On average, couples attend marriage counseling for 12 weeks. However, marriage counseling may last longer or shorter, dependent on the couples' needs, the challenges they'd like to work through, and the pace of their progress. Marriage counselors and therapists at Thriveworks in Ashland, VA work with their clients to create goals, decide on ideal timelines, and establish treatment plans.
Marriage in Crisis
Everyone dreams of entering a marriage where their relationship is full of marital bliss until death parts them. In fairy tales this seems to be the case, but if you have lived any life, you know that this is far from true in most marriages. Living with someone is difficult enough, but when you enter the complexities of finances, families, children, and work, this can make even the most solid relationship difficult at times to bear. When a marriage continues too long under distress, it can lead to arguments, division, confusion, and ultimately a decision that leads to divorce. How do couples get here after making the decision to spend the rest of their lives together?
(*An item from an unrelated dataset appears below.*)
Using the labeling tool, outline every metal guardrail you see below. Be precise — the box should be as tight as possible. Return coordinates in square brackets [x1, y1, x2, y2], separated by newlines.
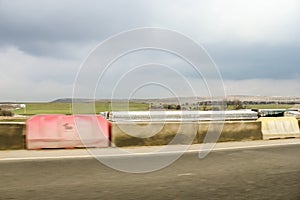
[106, 110, 258, 122]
Marriages tend to start of great, but as with any relationship, there may be underlying issues that cause couples to grow apart over time. If many were honest, a lot of the issues they struggle with in marriage were present prior to taking their vows. Unfortunately, the newness of love can make us overlook red flags and later cause issues to increase. The lack of effective communication to deal with such issues can increase the likelihood that the couple will ultimately divorce. While no couple gets married with the intent of divorcing, it is a decision that thousands of couples make every year.
A marriage in crisis is any marriage that is struggling to recover after an issue has been discovered. It does not have to be due to infidelity, it can be a partner feeling neglected or unheard. It can also be the revelation of one person’s unhappiness within the marriage. Maybe the regret of saying I Do too soon or discovering that marriage was not what they wanted after they experienced. These issues can produce real disagreements that can leave a couple disjointed and ready to go their separate ways.
One of the issues within a marriage in crisis is typically having one person wanting to leave but the other person is fighting to salvage the marriage. This tug of war can leave both parties resentful causing further irreparable damage. Most marriages don’t just end at divorce court, there are several stages that a couple goes through to reach the final decision of separation or divorce.
While most couples start off in a healthy phase, as issues fester or develop, the couple may enter a phase of disillusionment. Despite the reality that all relationships go through ups and downs, this can be the phase where unhappiness begins but is not voiced. The sad thing about this phase is that many relationships can be turned around during this time with effective communication and honest dialogue. Couples can implement changes that can improve the feelings of discontent.
There is no one size fits all solution when a marriage is in crisis. This is typically when most couples seek therapy. The reality is that when most couples reach out to a therapist, the marriage is typically beyond repair. Emotions have typically been left unchecked and the issues have snowballed into avalanches that produce the couple’s demise. There is hope for those married couples who are willing to do the work. The goal is to prevent the crisis by doing regular honest check-ins to address issues before they start or before they get worse.